Building And Running A Remus Program
Running a distributed program is always challenging. It requires you to launch separate processes on separate machines, and to pass the right configuration into those processes so that they know how to interact with each other.
In this step of the Remus tutorial, you'll learn how to build a simple Remus program and run it on several CloudLab machines.

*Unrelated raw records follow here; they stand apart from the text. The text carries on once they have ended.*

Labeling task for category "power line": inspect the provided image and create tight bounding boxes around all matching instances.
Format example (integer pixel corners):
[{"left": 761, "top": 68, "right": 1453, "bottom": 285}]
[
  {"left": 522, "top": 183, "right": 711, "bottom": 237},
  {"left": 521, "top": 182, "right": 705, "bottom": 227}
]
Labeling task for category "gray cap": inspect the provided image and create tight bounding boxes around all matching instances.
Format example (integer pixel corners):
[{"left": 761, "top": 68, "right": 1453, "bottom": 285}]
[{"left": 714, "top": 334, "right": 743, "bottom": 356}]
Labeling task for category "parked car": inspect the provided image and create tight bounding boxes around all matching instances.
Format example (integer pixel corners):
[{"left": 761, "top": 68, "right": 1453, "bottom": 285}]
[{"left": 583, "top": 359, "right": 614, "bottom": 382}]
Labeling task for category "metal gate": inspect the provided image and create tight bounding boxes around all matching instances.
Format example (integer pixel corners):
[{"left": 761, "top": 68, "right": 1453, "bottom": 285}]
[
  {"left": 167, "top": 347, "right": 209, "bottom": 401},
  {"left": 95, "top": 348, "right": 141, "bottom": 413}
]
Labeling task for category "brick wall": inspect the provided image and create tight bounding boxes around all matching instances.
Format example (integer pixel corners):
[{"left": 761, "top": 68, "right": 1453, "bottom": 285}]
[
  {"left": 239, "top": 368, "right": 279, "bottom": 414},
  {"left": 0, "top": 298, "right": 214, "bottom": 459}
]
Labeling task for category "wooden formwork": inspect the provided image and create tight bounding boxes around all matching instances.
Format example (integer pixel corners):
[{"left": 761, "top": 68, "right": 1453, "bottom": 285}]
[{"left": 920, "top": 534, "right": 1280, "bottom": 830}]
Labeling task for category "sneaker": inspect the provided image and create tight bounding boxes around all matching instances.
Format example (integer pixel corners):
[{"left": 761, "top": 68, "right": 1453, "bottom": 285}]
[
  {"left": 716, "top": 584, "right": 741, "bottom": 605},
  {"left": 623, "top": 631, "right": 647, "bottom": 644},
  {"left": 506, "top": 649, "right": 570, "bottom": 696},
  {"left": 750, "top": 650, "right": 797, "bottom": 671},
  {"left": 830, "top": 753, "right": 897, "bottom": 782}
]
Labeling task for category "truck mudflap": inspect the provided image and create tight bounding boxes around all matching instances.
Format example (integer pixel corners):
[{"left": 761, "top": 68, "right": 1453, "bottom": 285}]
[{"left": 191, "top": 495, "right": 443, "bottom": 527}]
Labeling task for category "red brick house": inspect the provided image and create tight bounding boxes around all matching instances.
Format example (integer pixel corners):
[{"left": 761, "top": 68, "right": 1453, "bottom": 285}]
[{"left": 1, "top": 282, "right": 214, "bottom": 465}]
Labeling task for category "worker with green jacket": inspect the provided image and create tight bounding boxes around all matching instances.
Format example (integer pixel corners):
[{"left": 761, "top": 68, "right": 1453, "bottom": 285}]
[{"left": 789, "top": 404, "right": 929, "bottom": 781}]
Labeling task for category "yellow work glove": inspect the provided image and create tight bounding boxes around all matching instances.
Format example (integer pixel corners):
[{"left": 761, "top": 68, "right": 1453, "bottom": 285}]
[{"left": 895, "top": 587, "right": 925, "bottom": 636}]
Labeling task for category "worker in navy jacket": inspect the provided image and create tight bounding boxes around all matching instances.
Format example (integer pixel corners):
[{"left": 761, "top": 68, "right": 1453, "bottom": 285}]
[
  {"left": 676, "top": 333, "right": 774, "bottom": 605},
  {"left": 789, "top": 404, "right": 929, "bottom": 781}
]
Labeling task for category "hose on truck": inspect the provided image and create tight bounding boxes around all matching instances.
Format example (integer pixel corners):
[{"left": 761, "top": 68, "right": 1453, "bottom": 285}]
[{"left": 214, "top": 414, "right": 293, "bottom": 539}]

Working In The Remus Repository
In the previous step, you checked out the remus
repository from GitHub and set up a Docker container for building the code. In this step, you will add and edit files in the benchmark
subfolder.
In that folder, you'll see a CMakeLists.txt
file. It describes programs to build, usually using just two lines per program:
cmake
add_executable(ds_launch ds_launch.cc)
target_link_libraries(ds_launch PRIVATE rdma)
This corresponds to a simple program design, where a program consists of one .cc
file, along with however many .h
files it needs to include. It is possible to build more complex programs with Remus, but in this tutorial, you'll want to stick to this approach.
To get started, make a new file called benchmark/hello.cc
:
c++
#include <iostream>
int main(int, char**) {
std::cout << "Hello World" << std::endl;
}
Then add this to the CMakeLists.txt
file:
cmake
# Build the "hello" executable
add_executable(hello hello.cc)
target_link_libraries(hello PRIVATE rdma)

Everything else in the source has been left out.